Eat More Green: Toastmasters speech

The objective of speech no. 9 in the Toastmasters journey is simply: Persuade with Power.

So here goes.

The planet is creaking. Climate change is on the march. Our wildlife populations are crashing. And the FAO estimates that we only have 60 years of harvests left.

60 years.

There is something that every one of us here can do that would take a big bite out of these interconnected problems. Reduce our meat consumption.

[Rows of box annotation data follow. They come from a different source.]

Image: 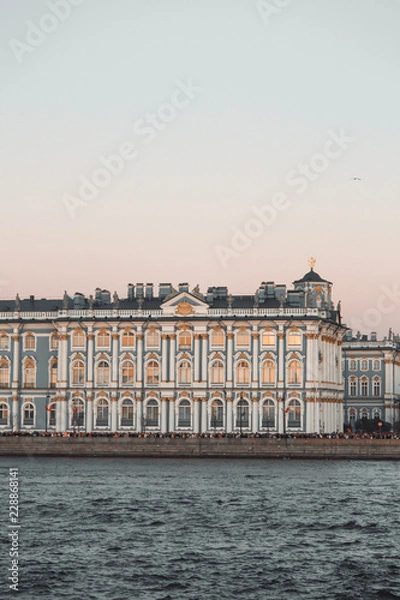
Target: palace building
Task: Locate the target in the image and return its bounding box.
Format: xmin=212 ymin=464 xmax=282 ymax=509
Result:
xmin=0 ymin=262 xmax=345 ymax=433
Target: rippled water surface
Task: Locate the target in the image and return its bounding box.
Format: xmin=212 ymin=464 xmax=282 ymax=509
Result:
xmin=0 ymin=458 xmax=400 ymax=600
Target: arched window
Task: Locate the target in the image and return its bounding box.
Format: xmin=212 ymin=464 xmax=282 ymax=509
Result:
xmin=178 ymin=400 xmax=192 ymax=427
xmin=121 ymin=398 xmax=134 ymax=427
xmin=236 ymin=398 xmax=250 ymax=429
xmin=178 ymin=329 xmax=192 ymax=350
xmin=261 ymin=329 xmax=275 ymax=346
xmin=146 ymin=360 xmax=160 ymax=385
xmin=24 ymin=358 xmax=36 ymax=388
xmin=96 ymin=329 xmax=110 ymax=348
xmin=211 ymin=327 xmax=225 ymax=348
xmin=178 ymin=360 xmax=192 ymax=383
xmin=236 ymin=329 xmax=250 ymax=346
xmin=287 ymin=400 xmax=301 ymax=427
xmin=0 ymin=358 xmax=10 ymax=388
xmin=71 ymin=398 xmax=85 ymax=427
xmin=50 ymin=358 xmax=58 ymax=388
xmin=288 ymin=329 xmax=301 ymax=346
xmin=288 ymin=358 xmax=301 ymax=383
xmin=262 ymin=398 xmax=275 ymax=427
xmin=211 ymin=360 xmax=225 ymax=383
xmin=146 ymin=400 xmax=160 ymax=427
xmin=121 ymin=329 xmax=135 ymax=348
xmin=0 ymin=402 xmax=8 ymax=425
xmin=236 ymin=360 xmax=250 ymax=384
xmin=121 ymin=360 xmax=135 ymax=385
xmin=146 ymin=327 xmax=160 ymax=348
xmin=361 ymin=377 xmax=368 ymax=396
xmin=349 ymin=377 xmax=357 ymax=396
xmin=261 ymin=359 xmax=275 ymax=384
xmin=22 ymin=402 xmax=35 ymax=426
xmin=50 ymin=331 xmax=58 ymax=350
xmin=71 ymin=360 xmax=85 ymax=385
xmin=46 ymin=402 xmax=57 ymax=427
xmin=210 ymin=400 xmax=224 ymax=428
xmin=96 ymin=360 xmax=110 ymax=385
xmin=96 ymin=398 xmax=109 ymax=427
xmin=24 ymin=333 xmax=36 ymax=350
xmin=0 ymin=333 xmax=10 ymax=350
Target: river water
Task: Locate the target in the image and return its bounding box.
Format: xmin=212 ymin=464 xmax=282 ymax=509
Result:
xmin=0 ymin=458 xmax=400 ymax=600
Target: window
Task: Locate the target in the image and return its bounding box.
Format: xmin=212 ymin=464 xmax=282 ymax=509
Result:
xmin=0 ymin=402 xmax=8 ymax=425
xmin=97 ymin=360 xmax=110 ymax=385
xmin=287 ymin=400 xmax=301 ymax=427
xmin=261 ymin=330 xmax=275 ymax=346
xmin=121 ymin=329 xmax=135 ymax=348
xmin=236 ymin=398 xmax=250 ymax=429
xmin=211 ymin=327 xmax=225 ymax=348
xmin=97 ymin=329 xmax=110 ymax=348
xmin=71 ymin=398 xmax=85 ymax=427
xmin=71 ymin=360 xmax=85 ymax=385
xmin=211 ymin=360 xmax=225 ymax=383
xmin=50 ymin=360 xmax=58 ymax=388
xmin=146 ymin=327 xmax=160 ymax=348
xmin=121 ymin=360 xmax=135 ymax=385
xmin=261 ymin=359 xmax=275 ymax=384
xmin=24 ymin=333 xmax=36 ymax=350
xmin=50 ymin=331 xmax=58 ymax=350
xmin=24 ymin=358 xmax=36 ymax=388
xmin=262 ymin=399 xmax=275 ymax=427
xmin=96 ymin=398 xmax=109 ymax=427
xmin=178 ymin=330 xmax=192 ymax=349
xmin=236 ymin=360 xmax=250 ymax=383
xmin=146 ymin=400 xmax=160 ymax=427
xmin=236 ymin=329 xmax=250 ymax=346
xmin=0 ymin=359 xmax=10 ymax=388
xmin=178 ymin=400 xmax=191 ymax=427
xmin=121 ymin=398 xmax=133 ymax=427
xmin=288 ymin=359 xmax=301 ymax=383
xmin=361 ymin=377 xmax=368 ymax=396
xmin=288 ymin=331 xmax=301 ymax=346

So allow me now to give you a breakdown of what it is about raising extreme numbers of livestock that is so destructive. Allow me to explain the inefficiency of a meat-heavy diet, and the benefits of changing this.

What does it take to put a steak on your plate?

You need to start with land. A lot of it. A quarter of the planet’s ice-free land is used for grazing alone. Some of this was already grassland, stripped of wildlife, or it was once forest, or bog, or wetland. The result is that livestock production is known to be the single largest driver of habitat loss; while destroying so many trees and bogs releases massive amounts of carbon that were once locked up. And some land, once turned over to farm animals, turns irreversibly into desert. In China, the deserts are advancing at more than a thousand square miles per year, mostly because of over-grazing.

Once you have land, you need water and feed for your livestock. Raising them takes up nearly a tenth of our global water supply, and a third of our global crop production. And if you eat meat, here in the UK, then chances are, you’ve basically eaten dead rainforest – the EU imports millions and millions of tons of soy per year for feed, and most of this soy comes from South America.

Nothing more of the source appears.